Armand White: I was not aware of that.
Ishmael Reed: I followed that debate. He got a little out of hand and was leaning towards Black Nationalism and participated in a conference at Dartmouth to try to get money for a Black theater and Henry Louis Gates picked up the contract to go after him in The New Yorker.
Armand White: Oh, there you go.
Ishmael Reed: He said he was trying to be Black because he was light skinned, you know, that old colored argument. You know he took Robert Brustein’s side. Next thing I know Gates and Robert Brustein are sharing a Ford Foundation grant to do “Evening’s with Theater” at Harvard with members of the Talented Tenth. It’s ironic. One more thing, Armand, what do you know about Stephen Henderson?
Armand White: Stephen Henderson?
Ishmael Reed: Yeah, in the movie.
Armand White: Which actor was Stephen Henderson?
Ishmael Reed: He played the buddy.
Armand White: Oh, Stephen Henderson. Ishmael, don’t ask me that. He’s a good actor. I’ve seen him be good in many things and his acting’s not bad here, but I don’t like the role. Wilson’s theater is far from perfect and I have some issues with it where as I love Wilson’s “Seven Guitars” and that is a great, great play, and it really expresses genuine Black American language. I am not crazy about the role Stephen Henderson plays. He’s a good actor, I don’t take that way from him, but I don’t like the role. It’s a sidekick in an awful kind of way, like a male mammy, like a “yes ma’am” character. That’s so shame on Henderson and I don’t like the character that’s written.
Ishmael Reed: What is this other movie they’re raving about, “Moonlight” is that the name of it?
Armand White: Ishmael, that’s a whole other long conversation. That’s a whole other thing. I don’t’ think we can cover that in a few minutes. Once again, I say we are still in the Obama era, God help us…
Ishmael Reed: And what do you mean by that?
Armand White: Well, once again, here is a movie that depicts Black experience the way White people like to see it. It depicts Black people as pathetic, as victims, and I don’t want it, thank you.
Ishmael Reed: I’ll come back to you when we get closer to the nominations about that other movie.

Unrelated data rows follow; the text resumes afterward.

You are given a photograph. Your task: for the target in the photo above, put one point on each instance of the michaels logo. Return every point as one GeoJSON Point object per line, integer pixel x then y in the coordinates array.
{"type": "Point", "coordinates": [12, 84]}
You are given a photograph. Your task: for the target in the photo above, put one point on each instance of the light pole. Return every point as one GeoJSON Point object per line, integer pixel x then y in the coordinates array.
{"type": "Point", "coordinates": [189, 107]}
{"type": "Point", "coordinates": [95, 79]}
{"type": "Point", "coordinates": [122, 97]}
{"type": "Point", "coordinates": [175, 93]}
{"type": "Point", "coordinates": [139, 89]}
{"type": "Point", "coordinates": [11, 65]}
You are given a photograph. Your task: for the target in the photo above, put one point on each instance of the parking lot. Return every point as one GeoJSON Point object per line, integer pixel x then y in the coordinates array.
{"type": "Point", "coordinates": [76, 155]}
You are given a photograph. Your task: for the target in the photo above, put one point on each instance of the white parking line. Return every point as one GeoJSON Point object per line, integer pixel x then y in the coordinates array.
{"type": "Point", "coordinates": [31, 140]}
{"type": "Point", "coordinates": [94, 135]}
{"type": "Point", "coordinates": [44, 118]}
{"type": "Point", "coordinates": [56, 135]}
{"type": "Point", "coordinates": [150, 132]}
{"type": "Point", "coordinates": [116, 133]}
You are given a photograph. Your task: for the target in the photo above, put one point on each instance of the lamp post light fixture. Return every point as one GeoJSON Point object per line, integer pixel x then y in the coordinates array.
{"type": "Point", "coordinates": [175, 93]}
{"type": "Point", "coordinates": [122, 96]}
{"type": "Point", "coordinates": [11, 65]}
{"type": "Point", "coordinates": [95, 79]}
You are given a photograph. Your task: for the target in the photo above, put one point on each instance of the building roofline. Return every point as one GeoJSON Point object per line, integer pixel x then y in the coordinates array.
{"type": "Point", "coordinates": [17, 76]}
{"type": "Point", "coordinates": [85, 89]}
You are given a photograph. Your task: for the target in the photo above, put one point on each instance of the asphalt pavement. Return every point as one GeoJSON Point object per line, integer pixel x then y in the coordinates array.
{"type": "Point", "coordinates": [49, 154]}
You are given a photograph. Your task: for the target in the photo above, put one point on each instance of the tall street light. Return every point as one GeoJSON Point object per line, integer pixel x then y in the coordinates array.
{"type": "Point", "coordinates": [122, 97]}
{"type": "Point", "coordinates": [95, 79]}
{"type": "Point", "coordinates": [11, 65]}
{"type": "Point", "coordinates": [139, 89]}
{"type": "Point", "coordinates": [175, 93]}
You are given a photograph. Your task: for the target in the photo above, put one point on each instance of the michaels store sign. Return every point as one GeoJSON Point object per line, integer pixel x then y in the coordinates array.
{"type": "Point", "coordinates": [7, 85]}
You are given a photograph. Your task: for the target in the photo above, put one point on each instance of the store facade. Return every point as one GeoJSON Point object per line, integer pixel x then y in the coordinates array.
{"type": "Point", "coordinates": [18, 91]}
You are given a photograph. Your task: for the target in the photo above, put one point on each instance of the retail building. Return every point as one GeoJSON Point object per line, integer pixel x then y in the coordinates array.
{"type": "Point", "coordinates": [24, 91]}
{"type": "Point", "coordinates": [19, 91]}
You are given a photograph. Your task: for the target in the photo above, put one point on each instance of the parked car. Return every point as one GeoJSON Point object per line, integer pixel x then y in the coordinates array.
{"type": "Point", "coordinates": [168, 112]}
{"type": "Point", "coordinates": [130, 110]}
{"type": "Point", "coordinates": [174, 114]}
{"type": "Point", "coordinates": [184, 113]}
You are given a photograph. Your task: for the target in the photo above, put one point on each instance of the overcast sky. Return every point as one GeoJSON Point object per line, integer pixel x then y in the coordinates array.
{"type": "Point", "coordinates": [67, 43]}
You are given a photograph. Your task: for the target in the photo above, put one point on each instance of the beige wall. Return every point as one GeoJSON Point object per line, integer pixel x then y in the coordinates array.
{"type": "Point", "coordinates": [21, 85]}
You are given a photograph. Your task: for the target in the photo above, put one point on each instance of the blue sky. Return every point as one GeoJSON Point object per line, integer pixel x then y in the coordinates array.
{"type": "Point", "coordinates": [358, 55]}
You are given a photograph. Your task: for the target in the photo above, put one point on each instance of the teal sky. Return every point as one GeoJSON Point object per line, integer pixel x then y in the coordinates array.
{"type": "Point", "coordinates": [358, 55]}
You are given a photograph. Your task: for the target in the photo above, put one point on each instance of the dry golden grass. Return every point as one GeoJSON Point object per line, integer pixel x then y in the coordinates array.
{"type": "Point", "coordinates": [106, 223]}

Armand White: Good, because you know, let me know, because there’s a movie called “Next Day Air” that came out five maybe six years ago. It’s a brilliant film. It’s about a young man that works with his mother on a UPS type delivery service and he’s kind of a slacker and he gets involve with drug dealers. It’s a brilliant film, Ishmael, I would love for you to see it, and I would love to hear your response of it, but when I saw it, and one thing I wrote about it was it struck me as the play that August Wilson didn’t write and so it got very little play and very little notice from the mainstream, I think because the genuineness and the authenticity of it that the White mainstream culture brokers and scheme makers don’t recognize and so ignore. I would say to anybody thinking about going to see “Fences” that they should see “Next Day Air” instead.
Ishmael Reed: Well, it seems that aesthetically across the board that theater and literature and film they want to keep Black people in the fifties before they started raising hell.
Armand White: When, unfortunately I’ve got to say it this way, when White women were so glorified because they had sympathy for Black people, they want to stay in that position and that’s what I mean by we’re in the Obama era, you know Obama allowed them to have that fantasy about themselves.
Ishmael Reed: You don’t bite your tongue, I’ll tell you that.
Armand White: Hey, he’s almost gone. Hurry up, please.
Ishmael Reed: Okay, take care, Armand. Thank you for this.